Former Boy Scout Kerry Lewis Wins Sex Abuse Case Against Boy Scouts, Gets $1.4 Million

Kerry Lewis
AP Photo
Kerry Lewis (AP Photo)

PORTLAND, Oregon (CBS/AP) - Former Boy Scout Kerry Lewis, 38, has waited 30 years for justice to be served to the Boy Scouts of America who failed to protect him from an abusive assistant scoutmaster in the 1980s.

A jury awarded him $1.4 million dollars  Tuesday and will return next week to decide on up to $25 million in punitive damages.

In 1983, Timur Dykes told a bishop from the Church of Jesus Christ of Latter-day Saints (LDS) that he had molested 17 boy scouts, including Lewis. He was eventually convicted of various abused charges and spent time in prison.

Lewis' attorneys argued that the Boy Scouts organization was reckless for allowing Dykes to continue to associate with young scouts. They also harped on a pile of secret records which were dubbed the "perversion files" because they contained "red flag" information about potential Scoutmasters.
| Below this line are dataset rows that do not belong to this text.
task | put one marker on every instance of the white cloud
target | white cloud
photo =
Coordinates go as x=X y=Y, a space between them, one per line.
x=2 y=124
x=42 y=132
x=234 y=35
Lawyers for the Scouts argued the files helped weed out suspected child molesters. Lewis' attorneys said the information should not have been kept from parents.

The files certainly did not prevent Dykes from abusing his young charges.

"We are saddened by what happened to the plaintiff. The actions of the man who committed these crimes do not represent the values and ideals of the Boy Scouts of America," the group said in a written statement.

The Boy Scouts must pay $840,000, or 60 percent, of the $1.4 million verdict. The Cascade Pacific Council in Portland must pay $210,000. The LDS church already paid $350,000 to cover its portion of the case.

Lewis tried not to react as the verdict was read, but gave his mother a long hug afterward, reported MSNBC.